Dear brethren, is this system to go on forever in your land? Can you think these slave-laws anything but an abomination to a just God? Can you think this internal slave-trade to be anything but an abomination in his sight?

Look, we beseech you, into those awful slave-prisons which are in your cities. Do the groans and prayers which go up from those dreary mansions promise well for the prosperity of our country?

Look, we beseech you, at the mournful march of the slave-coffles; follow the bloody course of the slave-ships on your coast. What, suppose you, does the Lamb of God think of all these things? He whose heart was so tender that he wept, at the grave of Lazarus, over a sorrow that he was so soon to turn into joy,—what does he think of this constant, heart-breaking, yearly-repeated anguish? What does he think of Christian wives forced from their husbands, and husbands from their wives? What does he think of Christian daughters, whom his church first educates, indoctrinates and baptizes, and then leaves to be sold as merchandise?

Think you such prayers as poor Paul Edmondson's, such death-bed scenes as Emily Russell's, are witnessed without emotion by that generous Saviour, who regards what is done to his meanest servant as done to himself?

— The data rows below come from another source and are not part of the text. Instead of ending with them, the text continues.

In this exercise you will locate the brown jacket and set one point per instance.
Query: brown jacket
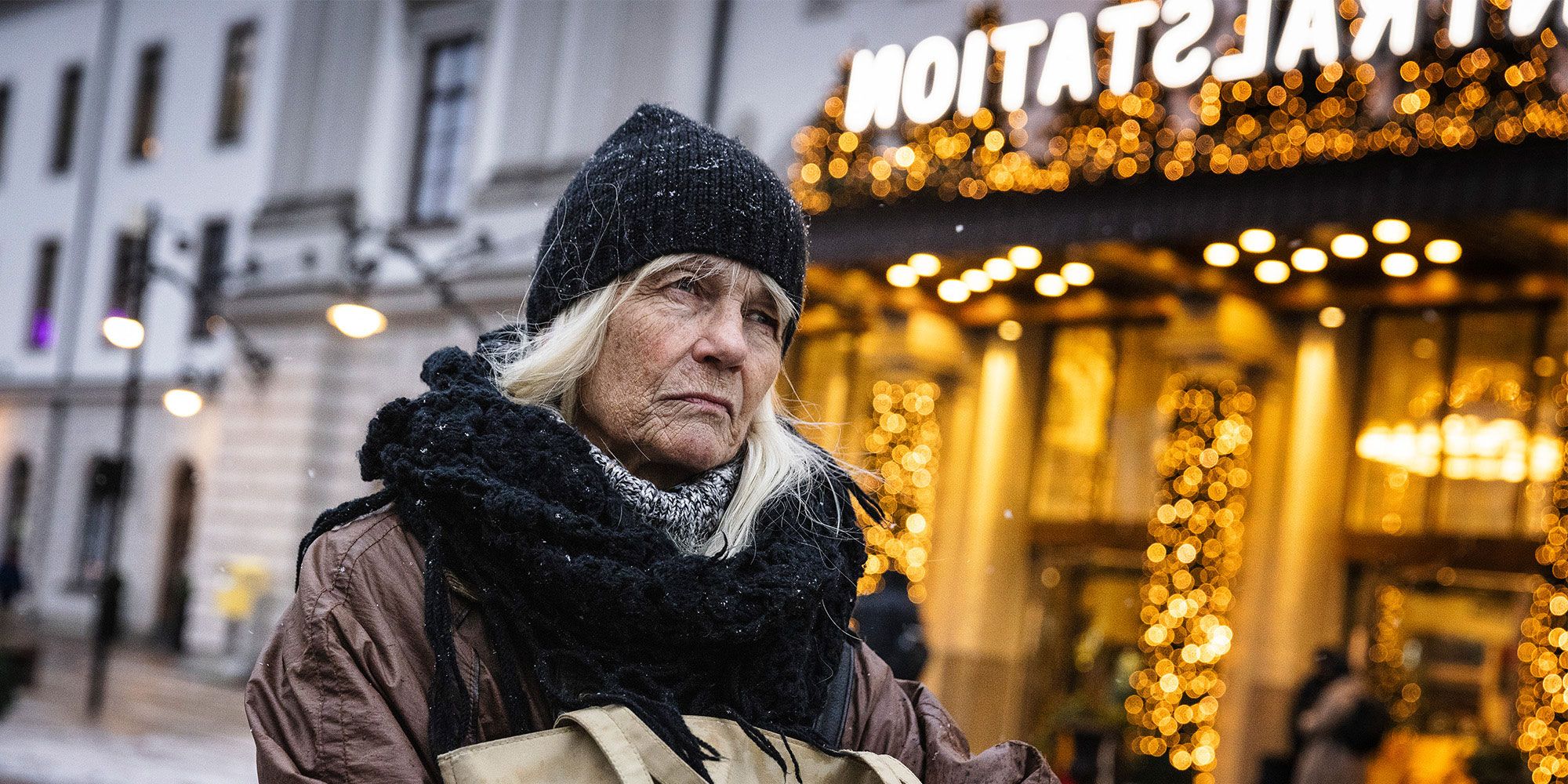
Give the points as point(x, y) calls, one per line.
point(339, 694)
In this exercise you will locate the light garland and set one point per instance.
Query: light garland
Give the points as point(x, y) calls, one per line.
point(902, 449)
point(1544, 645)
point(1191, 564)
point(1387, 656)
point(1446, 98)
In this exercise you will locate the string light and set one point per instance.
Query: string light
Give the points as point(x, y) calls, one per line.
point(1191, 564)
point(1498, 89)
point(1544, 647)
point(902, 448)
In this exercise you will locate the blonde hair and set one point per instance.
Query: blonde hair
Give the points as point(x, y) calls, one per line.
point(545, 369)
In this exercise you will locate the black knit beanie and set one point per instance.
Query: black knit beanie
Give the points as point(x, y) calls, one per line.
point(664, 184)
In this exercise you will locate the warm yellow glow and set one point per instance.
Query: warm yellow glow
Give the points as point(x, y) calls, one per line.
point(1078, 274)
point(1000, 269)
point(1443, 252)
point(976, 280)
point(1310, 260)
point(1349, 245)
point(953, 291)
point(1272, 272)
point(125, 333)
point(926, 264)
point(1465, 448)
point(1025, 256)
point(357, 321)
point(1392, 231)
point(1399, 266)
point(183, 402)
point(1221, 255)
point(1257, 241)
point(902, 275)
point(1051, 285)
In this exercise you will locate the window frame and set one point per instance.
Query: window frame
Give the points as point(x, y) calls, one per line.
point(68, 111)
point(234, 101)
point(145, 103)
point(429, 98)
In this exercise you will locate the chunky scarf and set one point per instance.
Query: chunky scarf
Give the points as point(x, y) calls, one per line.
point(592, 598)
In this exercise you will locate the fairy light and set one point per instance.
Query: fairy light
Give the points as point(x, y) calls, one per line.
point(1191, 564)
point(1544, 641)
point(1443, 98)
point(902, 449)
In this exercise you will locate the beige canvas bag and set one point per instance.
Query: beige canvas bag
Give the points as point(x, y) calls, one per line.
point(611, 746)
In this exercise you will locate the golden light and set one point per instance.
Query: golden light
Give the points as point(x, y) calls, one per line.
point(1051, 285)
point(1310, 260)
point(1349, 247)
point(902, 275)
point(1078, 274)
point(926, 264)
point(1221, 255)
point(1399, 264)
point(1443, 252)
point(1392, 231)
point(1000, 269)
point(1025, 256)
point(183, 402)
point(953, 291)
point(976, 280)
point(125, 333)
point(1272, 272)
point(357, 321)
point(1257, 241)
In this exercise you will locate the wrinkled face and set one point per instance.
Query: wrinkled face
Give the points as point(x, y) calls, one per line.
point(688, 361)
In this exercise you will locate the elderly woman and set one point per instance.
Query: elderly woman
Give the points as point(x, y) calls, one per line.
point(604, 507)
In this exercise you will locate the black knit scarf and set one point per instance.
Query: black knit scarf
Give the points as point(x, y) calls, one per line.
point(595, 603)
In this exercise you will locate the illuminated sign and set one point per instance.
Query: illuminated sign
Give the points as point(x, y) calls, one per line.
point(935, 76)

Did it never seem to you, O Christian! when you have read the sufferings of Jesus, that you would gladly have suffered with him? Does it never seem almost ungenerous to accept eternal life as the price of such anguish on his part, while you bear no cross for him? Have you ever wished you could have watched with him in that bitter conflict at Gethsemane, when even his chosen slept? Have you ever wished that you could have stood by him when all forsook him and fled,—that you could have owned when Peter denied,—that you could have honored him when buffeted and spit upon? Would you think it too much honor, could you, like Mary, have followed him to the cross, and stood a patient sharer of that despised, unpitied agony? That you cannot do. That hour is over. Christ, now, is exalted, crowned, glorified,—all men speak well of him; rich churches rise to him, and costly sacrifice goes up to him. What chance have you, among the multitude, to prove your love,—to show that you would stand by him discrowned, dishonored, tempted, betrayed, and suffering? Can you show it in any way but by espousing the cause, of his suffering poor? Is there a people among you despised and rejected of men, heavy with oppression, acquainted with grief, with all the power of wealth and fashion, of political and worldly influence, arrayed against their cause,—Christian, you can acknowledge Christ in them!

If you turn away indifferent from this cause,—"if thou forbear to deliver them that are drawn unto death, and those that be ready to be slain; if thou sayest. Behold, we knew it not, doth not he that pondereth the heart consider it, and he that keepeth the soul, doth he not know it, shall he not render to every man according to his works?"

In the last judgment will He not say to you, "I have been in the slave-prison,—in the slave-coffle. I have been sold in your markets; I have toiled for naught in your fields; I have been smitten on the mouth in your courts of justice; I have been denied a hearing in my own church,—and ye cared not for it. Ye went, one to his farm, and another to his merchandise." And if ye shall answer, "When, Lord?" He shall say unto you, "Inasmuch as ye have done it to the least of these, my brethren, ye have done it unto me."